Thyroid disorders represent a major public health concern worldwide, affecting metabolic regulation and increasing the risk of cardiovascular and systemic complications when not detected early. Existing machine learning (ML) approaches for thyroid disease prediction are often limited by severe class imbalance, suboptimal calibration, and a lack of model interpretability.
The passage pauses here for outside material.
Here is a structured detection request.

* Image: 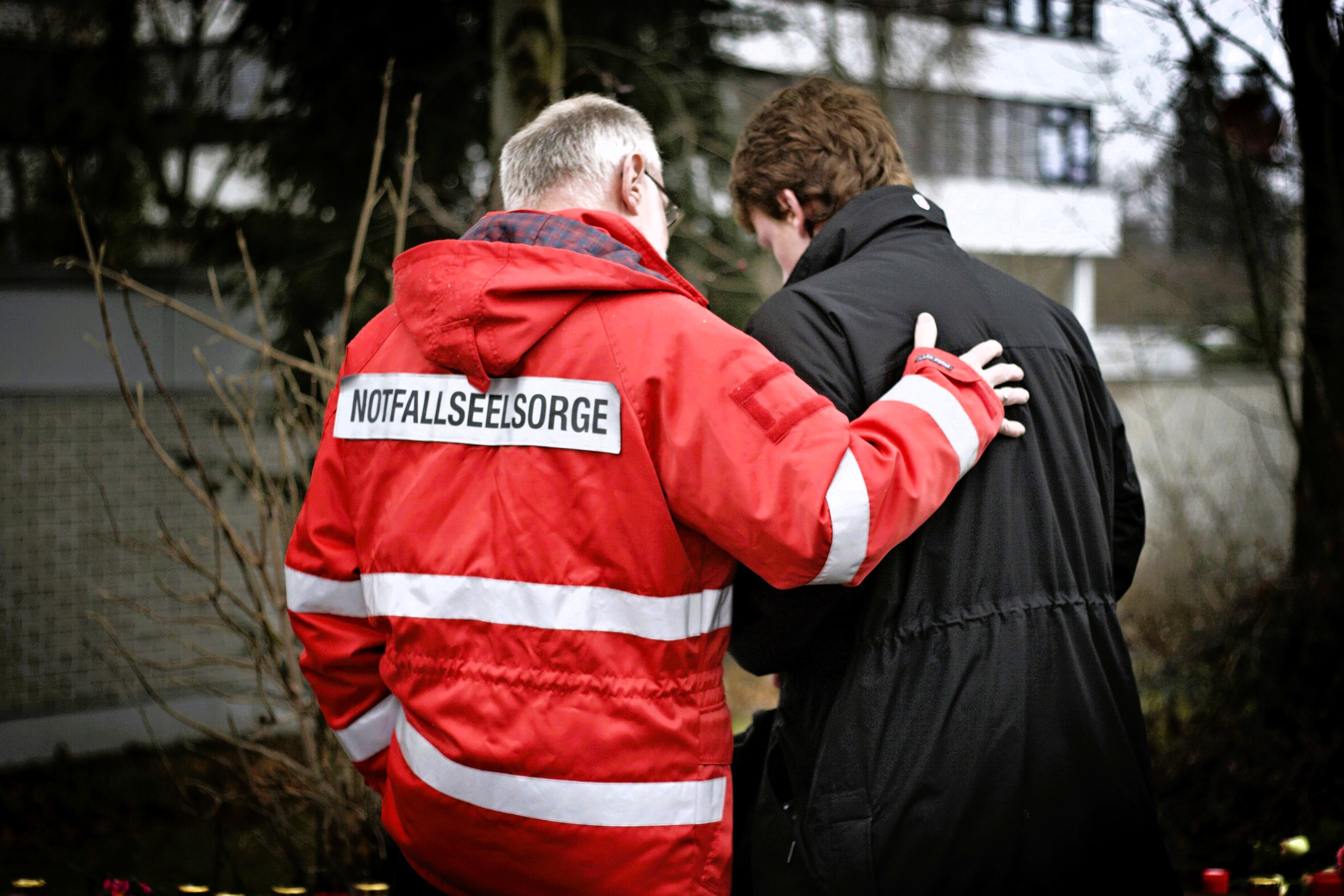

This study integrates Cluster-based Synthetic Minority Oversampling Technique (Cluster-SMOTE) to preserve minority class structure, alongside multiple machine learning models. The Random Forest classifier emerged as the best-performing model based on the F1-score criterion. Model reliability was further assessed using calibration analysis, Brier score evaluation, and Decision Curve Analysis (DCA). SHapley Additive exPlanations (SHAP) were employed to provide both global and local explanations of model predictions. Experimental evaluation on a publicly available thyroid disease dataset demonstrated that the proposed Random Forest–based framework achieved an F1-score of 0.99, accuracy of 0.99, precision of 0.99, recall of 0.99, AUC of 0.99, and a Brier score of 0.003. DCA further confirmed that the proposed model yields higher net clinical benefit across a wide range of threshold probabilities. These findings demonstrate that combining Cluster-SMOTE, a robust Random Forest classifier, and XAI validation produces an accurate, well-calibrated, and clinically interpretable thyroid disease prediction framework.